About noon, we arrived at
Los Testigos, a national park of several islands and a Coast Guard station but no services or supplies.  You enter between two of the larger islands to get to the protected areas for anchoring.  Drogheda chose the anchorage furthest to the west where it was less rolly.  Tucked behind a narrow sandy white beach, we were close enough to the Atlantic Ocean to hear the swells crash against the rocky shore on the other side.  Ten boats were there when we dropped anchor but more arrived, totaling 17 by the end of the next day.  We learned that this was a long holiday weekend in Venezuela, celebrating the birthday of Simon Bolivar, liberator of Venezuela.  By Tuesday, the visiting nationals had left and there were only us foreigners. 
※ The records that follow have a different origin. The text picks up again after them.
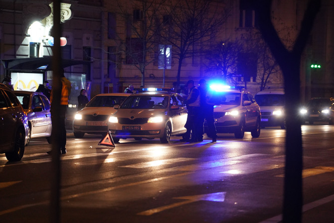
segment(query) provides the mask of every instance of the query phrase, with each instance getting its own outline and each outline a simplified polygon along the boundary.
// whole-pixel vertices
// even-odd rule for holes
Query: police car
[[[285,129],[285,96],[282,89],[269,89],[255,94],[255,100],[261,108],[262,127],[280,126]]]
[[[245,132],[257,138],[261,131],[261,112],[252,94],[241,88],[210,85],[208,103],[214,104],[215,125],[218,133],[234,133],[242,139]]]
[[[108,128],[115,142],[120,139],[159,138],[184,133],[187,110],[182,96],[163,89],[146,88],[130,95],[110,116]]]

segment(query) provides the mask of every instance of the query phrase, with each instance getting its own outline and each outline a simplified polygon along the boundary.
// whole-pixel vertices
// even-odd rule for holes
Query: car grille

Each place we visit has its own charm and uniqueness with varied topography, color and clarity of water, wind, fish, birds, etc.  The natural beauty of these islands is striking.  The water is clear,  emerald green in color due to the fresh water flow from Trinidad's Orinico River.  As the water shallows, the color pales to a light mint green before it breaks into gentle surf onto the white sandy beach.  Each day we dinghied to shore and stood or floated in the warm salty water.  So relaxing!  We also explored the rocky shore, glimpsing fish through the clear deep water.  Many birds perched on the rocks or flew around in search of fish.  One of the more unusual birds was a booby, colored like a penguin only in a dark brown rather than black tuxedo, white breast, long beak with eyes far down the beak, and webbed feet like a duck.  There were frigate birds with forked tails and pelicans.  One day as we were puttering along the shoreline in the dinghy, a gentle rain began to fall.  We noticed that many of the drops remained for a few seconds upon the water's surface, like drops of water on a freshly waxed car.  Bob said it was the heavier salt water's surface tension that kept the lighter-weight fresh water drops floating on the surface for a few instants, but it looked like magic.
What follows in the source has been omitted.